For such a high priest became us The "for" clinches the whole argument with a moral consideration. There was a spiritual fitnessin this annulment of the imperfect Law and Priesthood, and the introduction of a better hope and covenant. So great and so sympathetic and so innocent an High Priest was suited to our necessities. There is much rhetorical beauty in the order of the Greek. He might have written it in the order of the English, but he keeps the word "Priest" by way of emphasis as the last word of the clause, and then substitutes High Priest for it.

holy towards God (Leviticus 20:26; Leviticus 21:1; Psalms 16:10; Acts 2:27). He bore "holiness to the Lord" not on a golden mitre-plate, but as the inscription of all His life as "the Holy One of God" (Mark 1:24).

harmless as regards men.

undefiled Not stained, Isaiah 53:9 (and as the word implies unstainable) with any of the defilements which belonged to the Levitic priests from their confessed sinfulness. Christ was "without sin" (Hebrews 4:15); "without spot" (Hebrews 9:14; 1 Peter 1:19). He "knew no sin" (2 Corinthians 5:21).

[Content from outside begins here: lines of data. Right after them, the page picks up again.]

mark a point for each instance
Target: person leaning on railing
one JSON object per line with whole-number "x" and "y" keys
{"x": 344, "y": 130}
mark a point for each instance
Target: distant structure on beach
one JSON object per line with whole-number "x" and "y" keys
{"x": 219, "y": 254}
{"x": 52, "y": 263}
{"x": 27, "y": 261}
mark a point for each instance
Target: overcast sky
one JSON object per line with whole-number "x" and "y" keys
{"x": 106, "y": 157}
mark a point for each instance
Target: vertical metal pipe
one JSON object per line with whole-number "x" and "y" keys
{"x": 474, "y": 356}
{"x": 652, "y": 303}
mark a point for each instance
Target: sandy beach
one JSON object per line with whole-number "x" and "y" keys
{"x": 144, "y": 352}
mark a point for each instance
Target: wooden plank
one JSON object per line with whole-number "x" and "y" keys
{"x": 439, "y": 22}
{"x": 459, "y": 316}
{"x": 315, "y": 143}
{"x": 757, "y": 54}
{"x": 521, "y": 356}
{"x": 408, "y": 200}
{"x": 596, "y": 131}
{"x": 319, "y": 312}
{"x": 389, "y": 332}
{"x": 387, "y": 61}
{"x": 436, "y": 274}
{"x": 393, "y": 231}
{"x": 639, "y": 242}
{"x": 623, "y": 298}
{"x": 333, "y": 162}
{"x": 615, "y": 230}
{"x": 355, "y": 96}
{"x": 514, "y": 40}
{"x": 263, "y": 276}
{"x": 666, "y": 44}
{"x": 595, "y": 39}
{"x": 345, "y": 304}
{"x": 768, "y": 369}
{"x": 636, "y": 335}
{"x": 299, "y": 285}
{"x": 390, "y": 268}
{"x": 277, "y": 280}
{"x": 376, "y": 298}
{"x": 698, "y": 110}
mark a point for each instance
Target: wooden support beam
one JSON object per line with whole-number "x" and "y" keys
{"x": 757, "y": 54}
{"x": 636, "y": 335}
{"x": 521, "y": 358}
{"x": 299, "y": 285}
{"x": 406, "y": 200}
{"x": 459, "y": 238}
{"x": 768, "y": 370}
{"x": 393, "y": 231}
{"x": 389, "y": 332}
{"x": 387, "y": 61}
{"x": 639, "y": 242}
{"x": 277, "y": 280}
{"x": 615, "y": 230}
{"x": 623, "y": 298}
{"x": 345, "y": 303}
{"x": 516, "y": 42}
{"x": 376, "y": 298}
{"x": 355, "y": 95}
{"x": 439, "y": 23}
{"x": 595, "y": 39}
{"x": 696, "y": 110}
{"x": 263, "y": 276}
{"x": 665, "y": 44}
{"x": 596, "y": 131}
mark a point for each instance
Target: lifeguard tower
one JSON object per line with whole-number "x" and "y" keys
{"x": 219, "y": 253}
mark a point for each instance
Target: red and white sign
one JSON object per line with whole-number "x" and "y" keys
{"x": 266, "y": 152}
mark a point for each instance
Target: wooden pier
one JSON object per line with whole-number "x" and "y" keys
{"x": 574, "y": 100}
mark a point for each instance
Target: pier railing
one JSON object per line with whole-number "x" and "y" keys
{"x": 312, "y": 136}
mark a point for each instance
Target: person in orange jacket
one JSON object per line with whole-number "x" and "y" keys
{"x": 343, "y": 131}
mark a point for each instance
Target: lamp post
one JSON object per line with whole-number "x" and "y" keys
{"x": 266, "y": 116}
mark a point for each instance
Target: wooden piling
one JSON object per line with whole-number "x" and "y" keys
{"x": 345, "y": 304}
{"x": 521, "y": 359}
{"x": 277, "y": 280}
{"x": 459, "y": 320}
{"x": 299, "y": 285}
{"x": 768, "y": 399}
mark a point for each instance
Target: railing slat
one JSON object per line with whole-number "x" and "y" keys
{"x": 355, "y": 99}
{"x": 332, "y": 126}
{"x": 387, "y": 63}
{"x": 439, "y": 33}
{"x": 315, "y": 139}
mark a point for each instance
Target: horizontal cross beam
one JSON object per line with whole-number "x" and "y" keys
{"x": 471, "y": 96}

separate from sinners Lit., "Having been separated from sinners." The writer is already beginning to introduce the subject of the Day of Atonement on which be proceeds to speak. To enable the High Priest to perform the functions of that day aright the most scrupulous precautions were taken to obviate the smallest chance of ceremonial pollution (Leviticus 21:10-15); yet even these rigid precautions had at least once in living memory been frustrated when the High Priest Ishmael ben Phabi had been incapacitated from his duties because in conversing with Hareth (Aretas) Emir of Arabia, a speck of the Emir's saliva had fallen upon the High Priest's beard. But Christ was free not only from ceremonial pollution, but from that far graver moral stain of which the ceremonial was a mere external figure; and had now been exalted above all contact with sin in the Heaven of Heavens (Hebrews 4:14).

made higher than the heavens Having "ascended up far above all heavens" (Ephesians 4:10).